Legal basis: Art. 6 (1) (b) GDPR (performance of a contract). We have concluded data processing agreements with each of these processors pursuant to Art. 28 GDPR. Transfers to the USA are secured by EU Standard Contractual Clauses and, where applicable, by certification under the EU–US Data Privacy Framework.

Storage duration: Questionnaire data is deleted from all processor systems within 90 days after report delivery, except where we are required to retain transaction data for statutory purposes (see section 11).

13. Web Fonts (Self-Hosted)

This website uses the web fonts “EB Garamond” and “Manrope” to ensure a consistent typographic presentation across browsers. Both fonts are licensed under the SIL Open Font License and are hosted locally on our own server (Strato AG, Germany). The font files are delivered directly from our domain landedfrankfurt.com as part of the website itself.

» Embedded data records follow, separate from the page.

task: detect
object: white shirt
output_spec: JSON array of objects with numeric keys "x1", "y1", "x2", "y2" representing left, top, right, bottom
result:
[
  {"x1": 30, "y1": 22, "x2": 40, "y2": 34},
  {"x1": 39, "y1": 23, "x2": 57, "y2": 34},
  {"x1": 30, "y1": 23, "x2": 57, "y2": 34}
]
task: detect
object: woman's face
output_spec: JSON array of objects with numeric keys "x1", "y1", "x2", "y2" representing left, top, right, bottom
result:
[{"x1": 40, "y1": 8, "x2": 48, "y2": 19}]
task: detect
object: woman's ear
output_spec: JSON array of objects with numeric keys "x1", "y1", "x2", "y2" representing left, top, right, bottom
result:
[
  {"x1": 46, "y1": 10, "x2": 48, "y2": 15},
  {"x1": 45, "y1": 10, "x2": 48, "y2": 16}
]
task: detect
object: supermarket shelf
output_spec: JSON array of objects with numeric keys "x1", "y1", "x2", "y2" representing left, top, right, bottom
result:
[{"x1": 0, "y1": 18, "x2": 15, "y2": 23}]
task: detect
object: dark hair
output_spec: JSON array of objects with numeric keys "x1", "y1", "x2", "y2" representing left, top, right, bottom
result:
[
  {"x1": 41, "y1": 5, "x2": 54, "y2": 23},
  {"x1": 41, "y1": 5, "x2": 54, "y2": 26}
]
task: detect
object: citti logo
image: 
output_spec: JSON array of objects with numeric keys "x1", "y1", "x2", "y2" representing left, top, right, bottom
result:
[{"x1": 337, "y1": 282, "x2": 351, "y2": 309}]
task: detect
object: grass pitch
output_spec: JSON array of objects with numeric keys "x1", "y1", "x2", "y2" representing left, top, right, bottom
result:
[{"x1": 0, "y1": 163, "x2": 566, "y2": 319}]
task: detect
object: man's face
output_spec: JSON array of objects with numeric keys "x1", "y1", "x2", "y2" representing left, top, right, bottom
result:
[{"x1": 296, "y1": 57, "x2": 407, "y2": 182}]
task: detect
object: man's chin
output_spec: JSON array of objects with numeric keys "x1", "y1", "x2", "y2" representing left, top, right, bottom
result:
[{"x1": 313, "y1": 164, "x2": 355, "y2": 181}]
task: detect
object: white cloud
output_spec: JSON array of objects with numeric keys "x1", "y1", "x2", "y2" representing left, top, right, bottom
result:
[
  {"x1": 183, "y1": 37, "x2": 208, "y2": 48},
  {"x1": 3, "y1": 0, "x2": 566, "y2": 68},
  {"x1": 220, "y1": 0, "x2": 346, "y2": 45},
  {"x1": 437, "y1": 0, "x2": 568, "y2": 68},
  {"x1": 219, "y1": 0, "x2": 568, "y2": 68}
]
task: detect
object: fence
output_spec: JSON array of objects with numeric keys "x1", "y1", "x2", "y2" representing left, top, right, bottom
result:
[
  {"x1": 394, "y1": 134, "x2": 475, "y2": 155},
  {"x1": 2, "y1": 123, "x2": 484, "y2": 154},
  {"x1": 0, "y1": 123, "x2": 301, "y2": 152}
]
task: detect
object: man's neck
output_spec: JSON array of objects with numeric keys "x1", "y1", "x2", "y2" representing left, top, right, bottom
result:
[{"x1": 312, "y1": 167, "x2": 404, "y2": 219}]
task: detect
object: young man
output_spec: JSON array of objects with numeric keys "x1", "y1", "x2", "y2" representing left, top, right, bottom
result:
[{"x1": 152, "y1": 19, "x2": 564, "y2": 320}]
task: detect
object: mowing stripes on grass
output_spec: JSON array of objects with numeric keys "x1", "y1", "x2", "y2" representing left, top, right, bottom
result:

No connection to Google servers or any other third-party font provider is established when you visit this website. Your IP address and browser data are not transmitted to Google Fonts, Adobe Fonts, or any comparable service. Processing of the standard HTTP request data required to deliver the font files (such as the IP address in server logs) is covered by our hosting section above (see section 7) and is based on Art. 6 (1) (f) GDPR.

If your browser does not support web fonts, a system default font is used.

14. Domain Registration (Strato)

Our domains (landedfrankfurt.com, landedfrankfurt.de, landedfrankfurt.net) are registered with Strato AG. WHOIS data is processed by the respective registry (ICANN for .com, DENIC for .de) pursuant to the applicable registration policies.

15. Transfers to Third Countries

Some of the services listed above are located outside the European Economic Area, in particular in the United States. Where personal data is transferred to a third country, we ensure an adequate level of data protection through one or more of the following safeguards:

• the processor is certified under the EU–US Data Privacy Framework (adequacy decision of 10 July 2023);
• EU Standard Contractual Clauses (SCCs) pursuant to Art. 46 (2) (c) GDPR are in place;
• your explicit consent pursuant to Art. 49 (1) (a) GDPR has been obtained where applicable.

16. Storage Duration (General)

Unless a more specific storage period is mentioned in this policy, personal data will be stored by us until the purpose for the data processing no longer applies. If a justified request for deletion is asserted or if consent to data processing is withdrawn, your data will be deleted, unless we have other legally permissible reasons for storing your personal data (e.g. retention periods under tax or commercial law). In the latter case, the data will be deleted after these reasons no longer apply.

17. Automated Decision-Making and Profiling

We do not use fully automated decision-making or profiling pursuant to Art. 22 GDPR.

18. Changes to this Privacy Policy

We reserve the right to amend this privacy policy to reflect changes in our processing activities or in the applicable legal framework. The current version can always be accessed on this page.